As the 2015 budget is announced by Chancellor George Osborne, Energy’s Editor Jeremy Cresswell gives his initial reaction to the measures which will be put into place for the North Sea oil and gas industry
Looks like Treasury was listening, but not hard enough.
Obviously the single, basin-wide tax allowance was expected and is apparently very welcome. So too the seismic survey allowance.
Some pundits weren’t expecting anything to be done to PRT yet; but it has been cut from 50% to 35%, presumably as an interim measure ahead of eventual abolition.
Supplementary charge is back to where it was five years ago … 20%; but oil prices are lower than when Gordon Brown introduced it.
That was on 5 December 2005, moreover, he caught the industry on the back foot by doubling the SCT surcharge on UK North Sea profits to 20% against a backdrop of plummeting domestic oil and gas output. The average price of Brent for December 2005 was $56.75. Today, Brent is trading around $53 against a background of dramatically lower output and much higher costs
Osborne claims the overall package is worth around £1.3billion to the industry and that it will boost production. I question that claim. It is not enough to do a decent job even allowing for the basin-wide allowance.

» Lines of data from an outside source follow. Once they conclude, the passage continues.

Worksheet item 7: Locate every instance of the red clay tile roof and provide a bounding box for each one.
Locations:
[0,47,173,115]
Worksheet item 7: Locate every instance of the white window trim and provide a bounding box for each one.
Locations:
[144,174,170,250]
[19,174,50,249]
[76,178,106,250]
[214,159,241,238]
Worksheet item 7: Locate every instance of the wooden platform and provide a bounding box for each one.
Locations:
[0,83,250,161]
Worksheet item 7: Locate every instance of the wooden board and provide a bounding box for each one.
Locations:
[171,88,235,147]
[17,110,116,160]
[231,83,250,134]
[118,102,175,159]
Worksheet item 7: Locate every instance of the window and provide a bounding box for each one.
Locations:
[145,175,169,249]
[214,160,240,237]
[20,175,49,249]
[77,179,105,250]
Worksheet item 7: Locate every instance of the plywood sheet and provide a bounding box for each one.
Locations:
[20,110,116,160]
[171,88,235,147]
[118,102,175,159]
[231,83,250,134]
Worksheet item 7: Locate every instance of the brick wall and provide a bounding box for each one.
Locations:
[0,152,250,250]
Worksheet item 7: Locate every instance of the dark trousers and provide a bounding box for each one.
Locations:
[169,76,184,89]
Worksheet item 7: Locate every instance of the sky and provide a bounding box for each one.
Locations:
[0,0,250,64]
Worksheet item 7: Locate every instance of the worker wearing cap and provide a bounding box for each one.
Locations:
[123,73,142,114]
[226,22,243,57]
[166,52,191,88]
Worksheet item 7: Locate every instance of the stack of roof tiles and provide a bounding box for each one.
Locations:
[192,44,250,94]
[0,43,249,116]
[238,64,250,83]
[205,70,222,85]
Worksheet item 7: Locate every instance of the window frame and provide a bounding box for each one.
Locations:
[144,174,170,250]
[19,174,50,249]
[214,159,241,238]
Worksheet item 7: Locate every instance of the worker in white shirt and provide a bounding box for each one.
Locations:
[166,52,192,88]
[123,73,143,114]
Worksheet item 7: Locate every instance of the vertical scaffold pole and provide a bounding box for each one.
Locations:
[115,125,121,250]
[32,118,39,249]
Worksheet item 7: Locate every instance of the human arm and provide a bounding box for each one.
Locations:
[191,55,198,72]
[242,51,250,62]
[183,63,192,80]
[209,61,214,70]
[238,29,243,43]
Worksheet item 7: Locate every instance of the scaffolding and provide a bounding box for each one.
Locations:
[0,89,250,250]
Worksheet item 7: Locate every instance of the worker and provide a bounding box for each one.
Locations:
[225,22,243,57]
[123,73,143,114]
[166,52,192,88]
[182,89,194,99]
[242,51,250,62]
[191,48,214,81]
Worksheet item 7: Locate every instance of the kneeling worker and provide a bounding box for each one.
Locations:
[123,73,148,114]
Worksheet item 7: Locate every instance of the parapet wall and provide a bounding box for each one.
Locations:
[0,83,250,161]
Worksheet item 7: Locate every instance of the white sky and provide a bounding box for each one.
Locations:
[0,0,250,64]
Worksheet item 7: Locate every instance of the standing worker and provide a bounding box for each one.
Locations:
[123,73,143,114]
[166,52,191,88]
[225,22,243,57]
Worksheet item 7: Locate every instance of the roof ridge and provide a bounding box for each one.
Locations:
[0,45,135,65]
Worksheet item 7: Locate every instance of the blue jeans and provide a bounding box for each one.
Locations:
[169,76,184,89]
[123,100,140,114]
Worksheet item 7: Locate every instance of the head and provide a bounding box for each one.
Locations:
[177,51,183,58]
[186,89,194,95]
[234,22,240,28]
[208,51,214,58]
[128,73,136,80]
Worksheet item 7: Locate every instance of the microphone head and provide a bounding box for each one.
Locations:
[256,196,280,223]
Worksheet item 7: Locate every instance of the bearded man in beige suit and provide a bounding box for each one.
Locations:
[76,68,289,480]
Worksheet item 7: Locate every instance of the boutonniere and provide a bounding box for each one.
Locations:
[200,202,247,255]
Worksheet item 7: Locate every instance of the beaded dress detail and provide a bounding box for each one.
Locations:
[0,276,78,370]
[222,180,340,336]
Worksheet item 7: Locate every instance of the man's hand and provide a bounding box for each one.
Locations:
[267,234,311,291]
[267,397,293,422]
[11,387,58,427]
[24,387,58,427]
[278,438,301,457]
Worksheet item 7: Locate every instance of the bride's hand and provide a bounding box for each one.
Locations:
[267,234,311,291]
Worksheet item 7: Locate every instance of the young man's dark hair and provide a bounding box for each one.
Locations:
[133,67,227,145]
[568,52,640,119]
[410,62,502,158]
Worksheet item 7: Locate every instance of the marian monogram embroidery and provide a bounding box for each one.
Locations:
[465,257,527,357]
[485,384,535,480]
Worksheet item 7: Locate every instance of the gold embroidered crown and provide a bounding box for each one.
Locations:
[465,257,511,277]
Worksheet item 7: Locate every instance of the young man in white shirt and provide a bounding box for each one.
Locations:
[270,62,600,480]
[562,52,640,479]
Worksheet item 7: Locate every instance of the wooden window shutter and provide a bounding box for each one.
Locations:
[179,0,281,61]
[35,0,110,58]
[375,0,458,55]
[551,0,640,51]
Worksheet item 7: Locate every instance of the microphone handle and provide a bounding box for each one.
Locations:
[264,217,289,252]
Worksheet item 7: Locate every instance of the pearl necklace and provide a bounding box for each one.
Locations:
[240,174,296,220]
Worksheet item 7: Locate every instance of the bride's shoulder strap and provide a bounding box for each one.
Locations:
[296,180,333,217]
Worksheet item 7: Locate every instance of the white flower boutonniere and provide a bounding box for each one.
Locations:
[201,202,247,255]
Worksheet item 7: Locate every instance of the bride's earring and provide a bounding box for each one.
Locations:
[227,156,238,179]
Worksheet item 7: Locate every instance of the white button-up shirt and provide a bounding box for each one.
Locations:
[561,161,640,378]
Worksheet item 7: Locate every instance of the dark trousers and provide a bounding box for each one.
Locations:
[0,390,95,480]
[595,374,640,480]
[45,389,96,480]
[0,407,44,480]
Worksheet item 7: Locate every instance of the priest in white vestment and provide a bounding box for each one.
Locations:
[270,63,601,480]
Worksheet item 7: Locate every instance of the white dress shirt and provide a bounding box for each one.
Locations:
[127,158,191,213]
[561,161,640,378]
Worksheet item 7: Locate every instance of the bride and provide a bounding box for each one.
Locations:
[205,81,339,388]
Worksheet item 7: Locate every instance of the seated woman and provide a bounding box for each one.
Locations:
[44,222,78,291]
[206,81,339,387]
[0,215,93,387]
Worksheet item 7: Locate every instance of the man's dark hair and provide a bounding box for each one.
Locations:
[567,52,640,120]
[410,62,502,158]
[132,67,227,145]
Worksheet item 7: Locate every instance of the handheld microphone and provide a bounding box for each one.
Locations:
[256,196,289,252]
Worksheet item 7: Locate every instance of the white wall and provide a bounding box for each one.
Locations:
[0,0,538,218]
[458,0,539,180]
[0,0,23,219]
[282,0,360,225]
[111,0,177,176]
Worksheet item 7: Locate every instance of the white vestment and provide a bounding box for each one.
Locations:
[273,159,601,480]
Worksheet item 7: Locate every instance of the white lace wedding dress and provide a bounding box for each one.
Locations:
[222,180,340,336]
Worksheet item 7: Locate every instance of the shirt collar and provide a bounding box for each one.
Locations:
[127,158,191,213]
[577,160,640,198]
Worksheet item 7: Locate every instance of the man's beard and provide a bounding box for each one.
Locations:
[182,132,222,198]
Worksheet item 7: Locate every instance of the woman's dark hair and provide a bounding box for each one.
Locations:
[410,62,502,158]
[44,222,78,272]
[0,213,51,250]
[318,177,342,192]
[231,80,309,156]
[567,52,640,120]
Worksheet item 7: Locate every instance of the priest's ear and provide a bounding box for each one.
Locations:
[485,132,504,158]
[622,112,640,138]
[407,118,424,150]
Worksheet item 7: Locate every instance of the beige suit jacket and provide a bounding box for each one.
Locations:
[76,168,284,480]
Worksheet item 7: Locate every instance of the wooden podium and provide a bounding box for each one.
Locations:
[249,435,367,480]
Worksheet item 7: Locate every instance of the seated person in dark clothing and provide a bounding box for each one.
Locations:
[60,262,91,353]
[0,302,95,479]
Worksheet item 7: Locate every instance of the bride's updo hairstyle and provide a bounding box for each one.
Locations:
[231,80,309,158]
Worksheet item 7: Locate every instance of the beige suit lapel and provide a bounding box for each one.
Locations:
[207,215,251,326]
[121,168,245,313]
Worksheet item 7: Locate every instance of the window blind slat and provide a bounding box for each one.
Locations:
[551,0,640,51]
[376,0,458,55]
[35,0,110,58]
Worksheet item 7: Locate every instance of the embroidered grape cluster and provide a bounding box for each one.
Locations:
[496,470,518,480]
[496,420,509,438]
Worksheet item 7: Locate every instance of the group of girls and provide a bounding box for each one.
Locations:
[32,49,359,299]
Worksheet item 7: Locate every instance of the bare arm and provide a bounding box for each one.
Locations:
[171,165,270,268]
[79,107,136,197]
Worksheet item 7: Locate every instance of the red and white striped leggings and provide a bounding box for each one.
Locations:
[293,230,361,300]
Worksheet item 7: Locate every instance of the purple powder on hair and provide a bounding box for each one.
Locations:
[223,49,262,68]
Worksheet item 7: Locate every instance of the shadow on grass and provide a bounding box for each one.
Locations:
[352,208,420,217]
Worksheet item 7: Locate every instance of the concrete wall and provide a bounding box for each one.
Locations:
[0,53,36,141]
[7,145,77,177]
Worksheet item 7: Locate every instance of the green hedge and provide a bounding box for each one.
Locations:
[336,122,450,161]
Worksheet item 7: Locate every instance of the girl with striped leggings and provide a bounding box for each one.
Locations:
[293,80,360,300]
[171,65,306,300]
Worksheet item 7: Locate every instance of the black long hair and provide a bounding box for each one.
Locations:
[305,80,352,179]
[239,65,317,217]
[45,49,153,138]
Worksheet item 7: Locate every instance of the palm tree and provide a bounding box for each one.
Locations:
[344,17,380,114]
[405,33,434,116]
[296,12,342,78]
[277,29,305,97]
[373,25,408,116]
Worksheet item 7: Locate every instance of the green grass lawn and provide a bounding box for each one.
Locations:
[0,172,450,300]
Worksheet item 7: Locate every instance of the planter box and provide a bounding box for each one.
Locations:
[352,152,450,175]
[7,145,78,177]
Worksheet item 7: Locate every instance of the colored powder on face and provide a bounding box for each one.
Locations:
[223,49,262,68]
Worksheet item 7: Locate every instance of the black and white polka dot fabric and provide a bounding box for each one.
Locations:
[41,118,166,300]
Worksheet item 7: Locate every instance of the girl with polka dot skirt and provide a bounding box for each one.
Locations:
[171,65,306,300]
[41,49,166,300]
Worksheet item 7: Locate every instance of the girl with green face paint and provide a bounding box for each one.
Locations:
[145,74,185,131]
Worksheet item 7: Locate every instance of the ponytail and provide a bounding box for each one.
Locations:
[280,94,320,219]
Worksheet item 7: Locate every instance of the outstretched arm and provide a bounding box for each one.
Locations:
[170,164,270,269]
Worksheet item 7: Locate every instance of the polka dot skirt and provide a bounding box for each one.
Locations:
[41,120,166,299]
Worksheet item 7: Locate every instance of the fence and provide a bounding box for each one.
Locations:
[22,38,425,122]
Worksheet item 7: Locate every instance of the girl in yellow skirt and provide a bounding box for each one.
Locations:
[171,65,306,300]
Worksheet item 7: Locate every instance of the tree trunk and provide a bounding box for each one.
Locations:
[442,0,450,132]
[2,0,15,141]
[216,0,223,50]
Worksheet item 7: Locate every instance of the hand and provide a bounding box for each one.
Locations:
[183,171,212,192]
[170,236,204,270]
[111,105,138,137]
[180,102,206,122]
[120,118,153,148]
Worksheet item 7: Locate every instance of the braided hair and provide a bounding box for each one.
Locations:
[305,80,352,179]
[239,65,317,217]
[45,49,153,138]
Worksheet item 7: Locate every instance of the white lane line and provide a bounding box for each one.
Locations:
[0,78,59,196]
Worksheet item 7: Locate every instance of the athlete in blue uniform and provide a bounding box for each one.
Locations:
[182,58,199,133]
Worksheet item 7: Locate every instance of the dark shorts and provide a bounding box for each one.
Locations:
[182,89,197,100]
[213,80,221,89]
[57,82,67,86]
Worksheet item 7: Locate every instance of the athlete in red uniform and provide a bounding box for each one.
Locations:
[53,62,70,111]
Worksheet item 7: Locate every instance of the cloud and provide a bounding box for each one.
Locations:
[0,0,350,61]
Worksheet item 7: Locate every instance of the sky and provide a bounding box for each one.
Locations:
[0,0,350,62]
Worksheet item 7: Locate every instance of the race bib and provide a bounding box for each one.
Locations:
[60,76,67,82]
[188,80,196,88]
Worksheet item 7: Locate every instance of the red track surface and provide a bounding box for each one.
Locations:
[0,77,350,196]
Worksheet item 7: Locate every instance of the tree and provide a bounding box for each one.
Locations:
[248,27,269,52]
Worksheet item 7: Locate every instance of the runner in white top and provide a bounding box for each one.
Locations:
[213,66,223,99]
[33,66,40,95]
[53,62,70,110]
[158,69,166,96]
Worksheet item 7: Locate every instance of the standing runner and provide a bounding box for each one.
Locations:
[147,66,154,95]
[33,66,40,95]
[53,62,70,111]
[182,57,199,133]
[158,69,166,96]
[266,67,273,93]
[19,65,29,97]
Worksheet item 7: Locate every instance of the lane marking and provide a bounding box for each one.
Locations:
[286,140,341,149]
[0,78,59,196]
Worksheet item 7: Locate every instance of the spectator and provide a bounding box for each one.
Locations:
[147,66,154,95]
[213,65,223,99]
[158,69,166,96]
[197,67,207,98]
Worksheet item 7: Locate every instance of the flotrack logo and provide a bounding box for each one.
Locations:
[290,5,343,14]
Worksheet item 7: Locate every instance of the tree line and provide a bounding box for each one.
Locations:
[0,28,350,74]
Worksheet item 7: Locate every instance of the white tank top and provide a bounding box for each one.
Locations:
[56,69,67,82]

Mining the detail a little, my initial reaction to the seismic survey allowance was positive; now I’m not so sure.
I’m also struggling with the Treasury’s assumption for its central forecast that the policy measures “will boost oil production by 14 per cent, capital expenditure by 23 per cent and operating expenditure by 6 per cent.” I can’t see the production gain, I can’t see that level of capital expenditure uplift in the current climate and possibly not even at around $70 per barrel, but I can see production costs rising.
As for the City, go check out your shares. I get the impression that the Square Mile is nonplussed. But do bear in mind that the City is currently out of love with oil producers large or small.
Later in the budget Osborne said Corporation Tax was being cut to 20%, but that does not include the North Sea oil & gas industry. What a pity; therefore the Government’s approach remains discriminatory.
I’m very disappointed that the National Energy Catapult is going to Birmingham. None of the technology catapults have been secured by Aberdeen.